Abstract

There is an increasing need to diagnose Parkinson’s disease (PD) in an early stage. Existing solutions mainly focused on traditional ways such as MRI, thus suffering from the ease-of-use issue. This work presents a new approach using video and skeleton-based techniques to solve this problem. In this paper, an end-to-end Parkinson’s disease early diagnosis method based on graph convolution networks is proposed, which takes patients’ skeletons sequence as input and returns the diagnosis result. The asymmetric dual-branch network architecture is designed to process global and local information separately and capture the subtle manifestation of PD. To train the network, we present the first Parkinson’s disease gait dataset, PD-Walk.

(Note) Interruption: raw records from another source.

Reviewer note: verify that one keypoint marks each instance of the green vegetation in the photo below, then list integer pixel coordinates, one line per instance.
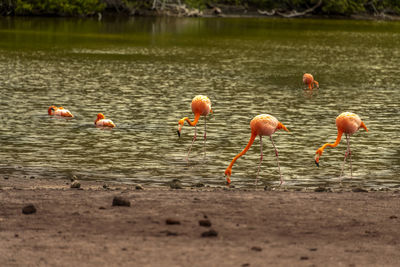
(91, 7)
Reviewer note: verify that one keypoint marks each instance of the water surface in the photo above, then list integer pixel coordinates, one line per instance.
(143, 73)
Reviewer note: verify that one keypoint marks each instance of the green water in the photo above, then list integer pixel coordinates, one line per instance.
(143, 73)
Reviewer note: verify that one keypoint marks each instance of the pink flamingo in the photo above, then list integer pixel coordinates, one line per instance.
(308, 79)
(101, 121)
(260, 125)
(201, 106)
(62, 112)
(347, 123)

This dataset consists of 95 PD patients and 96 healthy people’s walking videos. All the data are annotated by experienced doctors. Furthermore, we implement our method on portable equipment, which has been in operation in the First Affiliated Hospital, Zhejiang University School of Medicine. Experiments show that our method can achieve 84.1% accuracy and achieve real-time performance on the equipment in the real environment. Compared with traditional solutions, the proposed method can detect suspicious PD symptoms quickly and conveniently. Integrated equipment can be easily placed in hospitals or nursing homes to provide services for elderly people.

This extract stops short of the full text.